Weighing a black hole at the edge of the Universe
Posted: March 20, 2003

Artist's impression of the heart of a quasar, where a black hole is hidden in a disk of gas and dust. Credit: NASA Education and Public Outreach at Sonoma State University - Aurore Simonnet
For the first time, astronomers have weighed a black hole at the furthest reaches of the Universe. A team of astronomers from Canada and the United Kingdom studied infrared light from the most distant quasar known, and found that the quasar contains a black hole one quadrillion (1,000,000,000,000,000) times as massive as the Earth. The observations were made with the United Kingdom Infrared Telescope (UKIRT) in Hawaii, using the new UKIRT Imager Spectrometer (UIST) and are scheduled to be published today (March 20th) in the "Astrophysical Journal Letters" electronic edition.

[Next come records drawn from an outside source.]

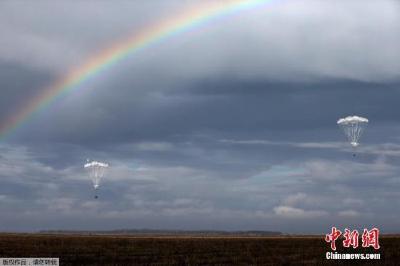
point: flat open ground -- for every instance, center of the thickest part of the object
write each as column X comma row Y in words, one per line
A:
column 186, row 250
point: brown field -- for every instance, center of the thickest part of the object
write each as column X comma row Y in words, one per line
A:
column 186, row 250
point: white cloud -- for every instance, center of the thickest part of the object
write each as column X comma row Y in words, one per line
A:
column 349, row 214
column 297, row 213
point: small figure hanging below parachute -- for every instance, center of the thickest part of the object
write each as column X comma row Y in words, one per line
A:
column 353, row 127
column 96, row 172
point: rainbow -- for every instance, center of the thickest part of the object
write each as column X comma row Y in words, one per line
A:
column 176, row 25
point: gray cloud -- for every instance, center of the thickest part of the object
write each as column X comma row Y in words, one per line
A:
column 228, row 126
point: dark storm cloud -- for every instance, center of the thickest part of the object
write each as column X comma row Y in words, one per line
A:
column 231, row 126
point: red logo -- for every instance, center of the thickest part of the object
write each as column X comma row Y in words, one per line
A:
column 369, row 238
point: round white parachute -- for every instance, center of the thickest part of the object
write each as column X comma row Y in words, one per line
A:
column 353, row 127
column 96, row 172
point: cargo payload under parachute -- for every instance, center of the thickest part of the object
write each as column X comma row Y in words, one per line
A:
column 353, row 127
column 96, row 172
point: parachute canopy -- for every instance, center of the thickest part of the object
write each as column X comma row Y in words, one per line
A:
column 353, row 127
column 96, row 171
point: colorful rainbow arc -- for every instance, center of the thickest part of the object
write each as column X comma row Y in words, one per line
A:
column 97, row 64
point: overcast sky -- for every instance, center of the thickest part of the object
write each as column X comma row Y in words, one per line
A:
column 230, row 126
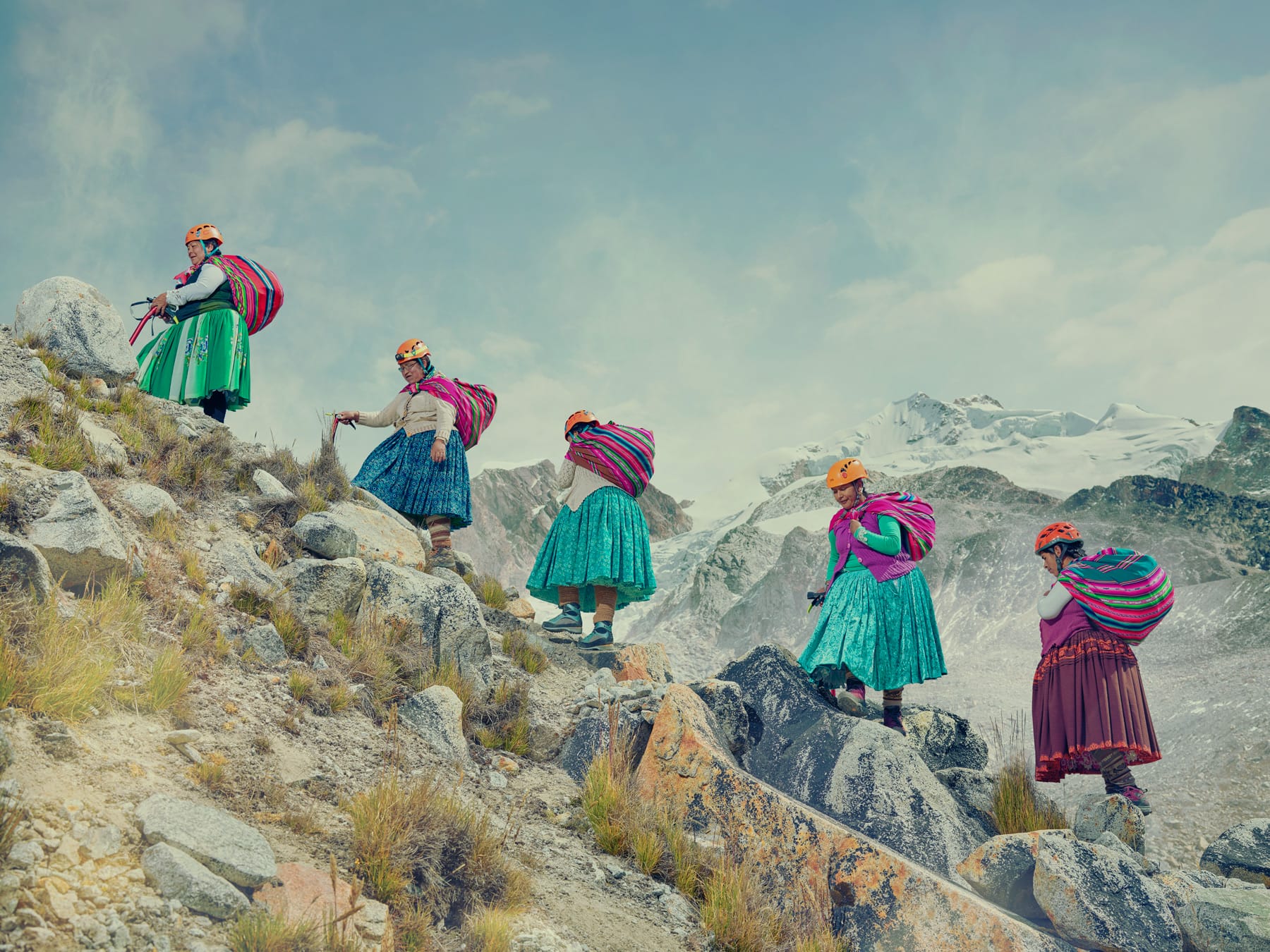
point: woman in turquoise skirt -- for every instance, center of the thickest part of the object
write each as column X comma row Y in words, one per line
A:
column 422, row 469
column 878, row 623
column 203, row 358
column 596, row 556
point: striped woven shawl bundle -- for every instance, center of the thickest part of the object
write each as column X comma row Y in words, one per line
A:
column 622, row 455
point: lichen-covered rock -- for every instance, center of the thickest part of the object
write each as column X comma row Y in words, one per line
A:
column 319, row 588
column 630, row 661
column 325, row 537
column 857, row 771
column 436, row 715
column 1241, row 853
column 265, row 641
column 178, row 876
column 1223, row 920
column 590, row 736
column 146, row 501
column 945, row 739
column 1098, row 898
column 1111, row 812
column 380, row 535
column 723, row 698
column 78, row 324
column 220, row 842
column 874, row 896
column 78, row 536
column 23, row 569
column 441, row 607
column 1001, row 871
column 973, row 790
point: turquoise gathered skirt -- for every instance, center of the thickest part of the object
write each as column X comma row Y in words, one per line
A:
column 400, row 472
column 883, row 631
column 603, row 544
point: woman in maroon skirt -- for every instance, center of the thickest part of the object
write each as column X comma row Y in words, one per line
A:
column 1089, row 709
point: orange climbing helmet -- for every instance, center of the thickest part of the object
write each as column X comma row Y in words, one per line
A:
column 412, row 349
column 205, row 233
column 578, row 418
column 1054, row 533
column 845, row 471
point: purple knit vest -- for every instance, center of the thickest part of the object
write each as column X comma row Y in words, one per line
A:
column 884, row 568
column 1057, row 631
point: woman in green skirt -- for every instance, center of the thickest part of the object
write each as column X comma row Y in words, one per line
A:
column 203, row 358
column 596, row 556
column 878, row 625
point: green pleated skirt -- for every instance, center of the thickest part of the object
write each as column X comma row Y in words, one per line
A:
column 884, row 633
column 603, row 544
column 198, row 357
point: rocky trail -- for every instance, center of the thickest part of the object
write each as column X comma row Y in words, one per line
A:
column 235, row 700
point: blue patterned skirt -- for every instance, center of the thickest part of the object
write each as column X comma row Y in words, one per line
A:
column 883, row 633
column 603, row 544
column 400, row 472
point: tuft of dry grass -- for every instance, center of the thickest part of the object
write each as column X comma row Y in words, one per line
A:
column 530, row 658
column 262, row 931
column 419, row 838
column 489, row 929
column 1017, row 805
column 168, row 681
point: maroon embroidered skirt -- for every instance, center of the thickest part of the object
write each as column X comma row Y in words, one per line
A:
column 1087, row 697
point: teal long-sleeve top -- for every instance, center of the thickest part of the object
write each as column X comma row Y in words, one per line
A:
column 887, row 541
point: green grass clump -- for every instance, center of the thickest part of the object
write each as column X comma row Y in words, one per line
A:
column 1017, row 805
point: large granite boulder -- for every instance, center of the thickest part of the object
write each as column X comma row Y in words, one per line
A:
column 436, row 715
column 78, row 535
column 1241, row 853
column 23, row 569
column 1225, row 920
column 441, row 609
column 876, row 898
column 178, row 876
column 220, row 842
column 855, row 771
column 325, row 537
column 76, row 323
column 318, row 588
column 1098, row 898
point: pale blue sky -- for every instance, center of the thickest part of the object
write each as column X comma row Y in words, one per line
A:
column 744, row 225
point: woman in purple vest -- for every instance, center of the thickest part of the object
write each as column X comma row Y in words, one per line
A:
column 1089, row 707
column 878, row 623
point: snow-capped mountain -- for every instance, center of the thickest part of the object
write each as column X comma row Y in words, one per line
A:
column 1056, row 452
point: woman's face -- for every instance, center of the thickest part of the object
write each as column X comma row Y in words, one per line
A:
column 1051, row 563
column 845, row 495
column 412, row 371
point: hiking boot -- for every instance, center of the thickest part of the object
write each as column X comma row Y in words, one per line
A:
column 851, row 700
column 442, row 558
column 568, row 622
column 601, row 636
column 1135, row 795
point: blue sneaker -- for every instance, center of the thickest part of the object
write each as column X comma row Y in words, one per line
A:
column 569, row 621
column 601, row 636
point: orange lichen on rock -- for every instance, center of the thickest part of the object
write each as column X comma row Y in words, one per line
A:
column 876, row 896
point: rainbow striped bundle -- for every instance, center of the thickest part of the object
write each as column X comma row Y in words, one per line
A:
column 1123, row 592
column 257, row 291
column 622, row 455
column 474, row 404
column 914, row 513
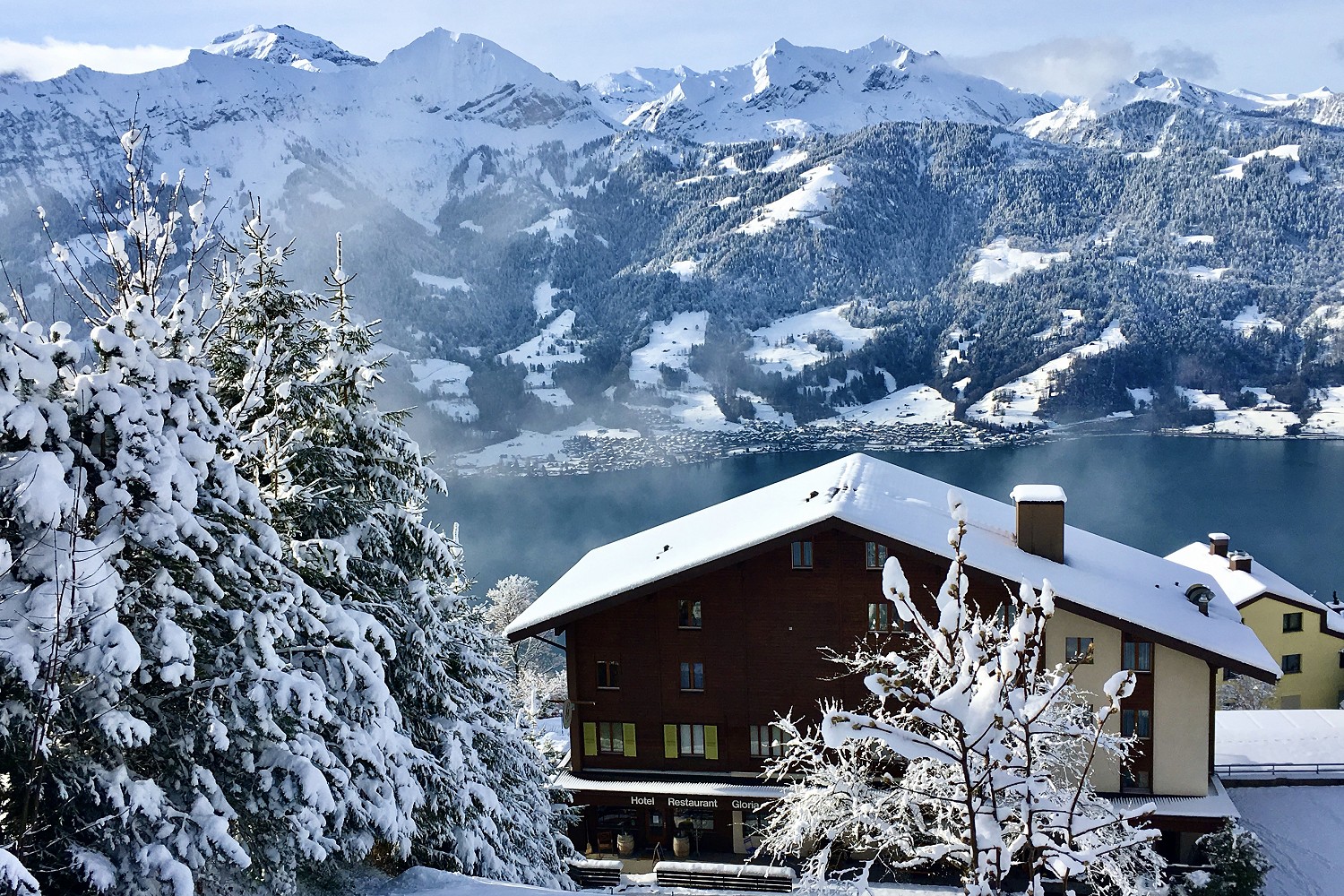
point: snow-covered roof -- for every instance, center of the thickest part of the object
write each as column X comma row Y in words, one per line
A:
column 1244, row 586
column 637, row 785
column 1215, row 804
column 1097, row 576
column 1279, row 737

Quasars are exceptionally luminous galaxies which are far brighter than can be explained by normal starlight. A quasar is powered by the release of gravitational energy as matter is pulled toward a supermassive black hole at its centre, a process called accretion. Their extreme brightness makes quasars visible at very great distances.

Team leader Dr. Chris Willott, from the National Research Council's Herzberg Institute of Astrophysics in Victoria, Canada, said "We looked at the most distant known quasar, SDSS J1148+5251, with UKIRT. We're seeing this quasar as it looked when its light was emitted 13 billion years ago, back when the Universe was only 6% of its current age."

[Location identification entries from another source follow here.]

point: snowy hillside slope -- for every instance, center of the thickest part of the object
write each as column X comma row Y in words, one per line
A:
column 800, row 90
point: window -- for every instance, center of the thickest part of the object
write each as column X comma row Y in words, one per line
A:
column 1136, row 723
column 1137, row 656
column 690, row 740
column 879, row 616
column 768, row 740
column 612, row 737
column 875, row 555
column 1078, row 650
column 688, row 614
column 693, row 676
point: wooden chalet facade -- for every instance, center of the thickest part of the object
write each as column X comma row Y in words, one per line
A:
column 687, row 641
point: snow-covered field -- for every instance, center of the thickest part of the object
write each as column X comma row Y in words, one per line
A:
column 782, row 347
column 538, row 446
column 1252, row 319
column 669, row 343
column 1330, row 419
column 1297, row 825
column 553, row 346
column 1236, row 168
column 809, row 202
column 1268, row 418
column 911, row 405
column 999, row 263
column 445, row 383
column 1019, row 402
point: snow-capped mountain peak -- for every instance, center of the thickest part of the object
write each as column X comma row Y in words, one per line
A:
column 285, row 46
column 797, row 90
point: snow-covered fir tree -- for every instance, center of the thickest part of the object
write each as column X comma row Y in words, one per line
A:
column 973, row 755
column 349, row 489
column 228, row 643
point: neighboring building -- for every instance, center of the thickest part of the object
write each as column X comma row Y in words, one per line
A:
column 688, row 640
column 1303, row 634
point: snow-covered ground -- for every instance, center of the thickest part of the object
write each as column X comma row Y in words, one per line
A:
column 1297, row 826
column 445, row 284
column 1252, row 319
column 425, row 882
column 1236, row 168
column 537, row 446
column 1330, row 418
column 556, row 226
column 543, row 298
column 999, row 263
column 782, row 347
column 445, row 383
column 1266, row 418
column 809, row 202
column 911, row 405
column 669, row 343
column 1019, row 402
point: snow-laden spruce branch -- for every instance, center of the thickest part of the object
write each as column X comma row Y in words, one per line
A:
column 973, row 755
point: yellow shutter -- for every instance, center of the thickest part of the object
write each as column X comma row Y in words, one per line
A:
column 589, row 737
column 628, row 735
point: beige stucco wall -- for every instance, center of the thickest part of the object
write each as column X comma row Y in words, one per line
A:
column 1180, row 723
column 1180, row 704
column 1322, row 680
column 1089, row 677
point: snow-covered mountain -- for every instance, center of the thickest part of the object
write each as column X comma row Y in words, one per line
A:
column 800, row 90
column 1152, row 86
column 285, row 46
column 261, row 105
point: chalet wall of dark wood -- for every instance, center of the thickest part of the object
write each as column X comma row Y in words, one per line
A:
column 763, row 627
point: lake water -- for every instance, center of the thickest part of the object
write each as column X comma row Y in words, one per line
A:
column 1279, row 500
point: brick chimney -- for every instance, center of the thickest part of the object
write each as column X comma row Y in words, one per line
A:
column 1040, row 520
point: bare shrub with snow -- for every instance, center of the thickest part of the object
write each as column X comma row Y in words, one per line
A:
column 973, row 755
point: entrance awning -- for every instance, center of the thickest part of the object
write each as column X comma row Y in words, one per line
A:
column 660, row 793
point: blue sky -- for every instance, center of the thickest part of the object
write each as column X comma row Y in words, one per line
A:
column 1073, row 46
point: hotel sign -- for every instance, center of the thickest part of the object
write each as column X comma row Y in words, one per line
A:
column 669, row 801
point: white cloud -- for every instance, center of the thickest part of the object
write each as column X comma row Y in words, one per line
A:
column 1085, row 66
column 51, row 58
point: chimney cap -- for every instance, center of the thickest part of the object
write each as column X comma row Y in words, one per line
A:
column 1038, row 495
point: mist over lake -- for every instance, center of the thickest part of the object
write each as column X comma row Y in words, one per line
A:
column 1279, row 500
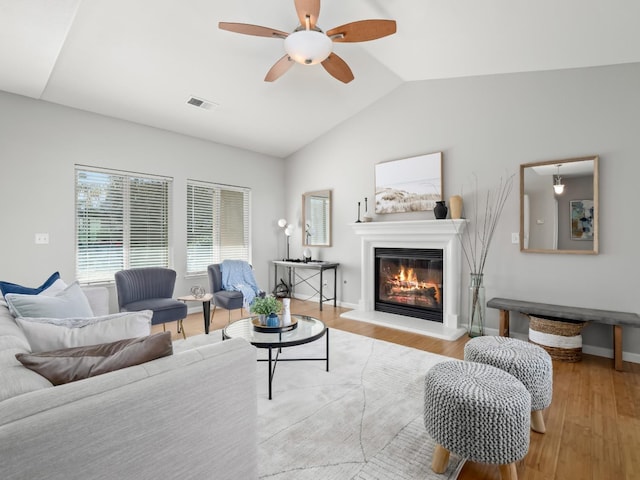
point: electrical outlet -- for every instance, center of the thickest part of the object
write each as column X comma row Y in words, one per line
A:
column 42, row 238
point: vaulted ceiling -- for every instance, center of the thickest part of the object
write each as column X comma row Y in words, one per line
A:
column 141, row 60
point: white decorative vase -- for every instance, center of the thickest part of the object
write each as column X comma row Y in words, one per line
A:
column 286, row 312
column 455, row 206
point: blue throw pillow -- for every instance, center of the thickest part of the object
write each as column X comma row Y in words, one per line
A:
column 7, row 287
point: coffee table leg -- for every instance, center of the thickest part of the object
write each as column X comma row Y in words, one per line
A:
column 270, row 376
column 327, row 349
column 206, row 308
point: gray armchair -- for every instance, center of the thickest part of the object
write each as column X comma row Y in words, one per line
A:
column 150, row 289
column 227, row 299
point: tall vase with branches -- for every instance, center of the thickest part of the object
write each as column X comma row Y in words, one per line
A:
column 476, row 241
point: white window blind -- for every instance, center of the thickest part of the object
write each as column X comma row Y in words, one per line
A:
column 217, row 224
column 122, row 221
column 318, row 216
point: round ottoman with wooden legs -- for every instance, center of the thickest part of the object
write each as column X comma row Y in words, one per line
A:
column 478, row 412
column 527, row 362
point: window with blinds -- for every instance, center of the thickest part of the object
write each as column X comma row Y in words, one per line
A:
column 122, row 221
column 217, row 224
column 318, row 213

The astronomers used the UKIRT Imager Spectrometer, UIST, to measure the infrared spectrum of the light from the quasar. They looked for a characteristic feature in the spectrum - a line emitted by MgII ions. These are atoms of magnesium with single electrons stripped off. The magnesium ions are part of the gas around the black hole at the heart of the quasar.

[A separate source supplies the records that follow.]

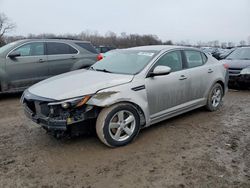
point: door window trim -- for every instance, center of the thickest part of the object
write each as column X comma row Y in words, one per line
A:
column 46, row 49
column 186, row 62
column 25, row 44
column 164, row 53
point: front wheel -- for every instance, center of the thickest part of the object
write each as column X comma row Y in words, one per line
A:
column 118, row 125
column 214, row 100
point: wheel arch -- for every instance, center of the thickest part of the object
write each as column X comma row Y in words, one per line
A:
column 137, row 107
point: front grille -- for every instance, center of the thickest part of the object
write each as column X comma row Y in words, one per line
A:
column 37, row 107
column 31, row 105
column 234, row 71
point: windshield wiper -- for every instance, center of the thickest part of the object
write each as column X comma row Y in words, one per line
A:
column 103, row 70
column 92, row 68
column 245, row 59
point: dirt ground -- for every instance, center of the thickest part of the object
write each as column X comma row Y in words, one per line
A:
column 197, row 149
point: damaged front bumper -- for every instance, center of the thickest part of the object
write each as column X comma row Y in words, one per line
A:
column 54, row 117
column 46, row 122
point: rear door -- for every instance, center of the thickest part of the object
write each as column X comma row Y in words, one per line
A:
column 199, row 74
column 61, row 57
column 29, row 68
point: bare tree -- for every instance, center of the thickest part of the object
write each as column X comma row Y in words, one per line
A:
column 5, row 26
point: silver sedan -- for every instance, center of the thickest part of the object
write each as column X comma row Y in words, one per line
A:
column 127, row 91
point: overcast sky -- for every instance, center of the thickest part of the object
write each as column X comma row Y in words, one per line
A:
column 193, row 20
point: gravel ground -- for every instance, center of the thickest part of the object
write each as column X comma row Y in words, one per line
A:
column 197, row 149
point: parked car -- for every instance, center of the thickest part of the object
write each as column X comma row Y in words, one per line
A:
column 26, row 62
column 125, row 92
column 104, row 49
column 239, row 67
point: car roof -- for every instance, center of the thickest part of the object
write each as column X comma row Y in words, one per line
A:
column 53, row 40
column 160, row 47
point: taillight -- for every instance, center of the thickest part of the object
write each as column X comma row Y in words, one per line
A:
column 226, row 66
column 99, row 57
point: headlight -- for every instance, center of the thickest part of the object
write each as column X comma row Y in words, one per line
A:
column 72, row 103
column 245, row 71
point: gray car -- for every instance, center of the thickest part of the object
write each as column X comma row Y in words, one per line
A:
column 239, row 67
column 127, row 91
column 26, row 62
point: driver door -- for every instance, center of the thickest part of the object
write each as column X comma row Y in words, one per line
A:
column 167, row 91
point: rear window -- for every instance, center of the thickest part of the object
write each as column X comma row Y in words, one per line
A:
column 194, row 58
column 87, row 46
column 56, row 48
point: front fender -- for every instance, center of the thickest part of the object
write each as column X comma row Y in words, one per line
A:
column 122, row 93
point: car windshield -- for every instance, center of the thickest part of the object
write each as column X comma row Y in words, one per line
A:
column 124, row 61
column 7, row 46
column 240, row 54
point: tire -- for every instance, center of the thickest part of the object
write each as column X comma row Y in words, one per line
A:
column 111, row 127
column 214, row 101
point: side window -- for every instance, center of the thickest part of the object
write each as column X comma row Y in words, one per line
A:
column 194, row 58
column 87, row 46
column 56, row 48
column 172, row 60
column 31, row 49
column 204, row 57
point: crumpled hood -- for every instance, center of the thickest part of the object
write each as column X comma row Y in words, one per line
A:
column 237, row 63
column 77, row 83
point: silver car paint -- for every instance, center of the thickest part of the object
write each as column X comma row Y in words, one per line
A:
column 155, row 102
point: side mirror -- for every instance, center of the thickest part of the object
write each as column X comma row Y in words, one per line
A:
column 160, row 71
column 14, row 55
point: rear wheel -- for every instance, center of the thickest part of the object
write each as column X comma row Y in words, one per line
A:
column 118, row 125
column 214, row 100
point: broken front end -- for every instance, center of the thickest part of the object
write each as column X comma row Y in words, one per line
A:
column 70, row 116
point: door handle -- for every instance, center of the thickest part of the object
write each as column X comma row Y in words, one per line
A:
column 41, row 60
column 183, row 77
column 210, row 71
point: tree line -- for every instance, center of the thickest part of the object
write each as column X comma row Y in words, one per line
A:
column 122, row 40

Willott explained "We can determine the mass of the black holes in these distant quasars by looking at the MgII emission line and comparing it with the same emission line in closer quasars. The basic idea here is that the width of the line gives an indication of the speed of the gas close to the quasar. More massive black holes will have faster moving material."

The team measured the width of the MgII emission line, which allowed them to measure the mass of the black hole as 3 billion (3,000,000,000) times the mass of our own Sun, or one quadrillion (1,000,000,000,000,000) times the mass of the Earth. They also used the wavelength of the emission line to determine a precise redshift for the quasar of 6.41. The redshift measures the distance to the object, confirming it as the most distant quasar known, approximately 13 billion light years from Earth.

The extreme brightness of this quasar also shows that the black hole in its core is swallowing matter at the maximum rate possible. This maximum rate is called the "Eddington Limit". If the black hole were accreting matter any faster, it would shine even brighter, and the intense luminosity would actually exert enough pressure to stop any more material falling in.

Dr. Ross McLure from the Institute for Astronomy in Edinburgh added "This quasar pinpoints the first massive structures to have formed in the Universe. It confirms predictions that such huge black holes do exist so early in the Universe, but they are rare. They are also surrounded by a reservoir of fuel which allows them to accrete material right up to the Eddington Limit."

Dr. Matt Jarvis of Oxford University explained what the team plan to do next: "We'll apply our black hole mass measuring techniques to other quasars, over a wide range of redshifts. We hope to trace out the evolution of black holes and the galaxies they reside in from the early Universe to the present day."

The research is scheduled to be published on 20th March in the Astrophysical Journal Letters online edition, appearing in the 10th April paper edition, volume 587.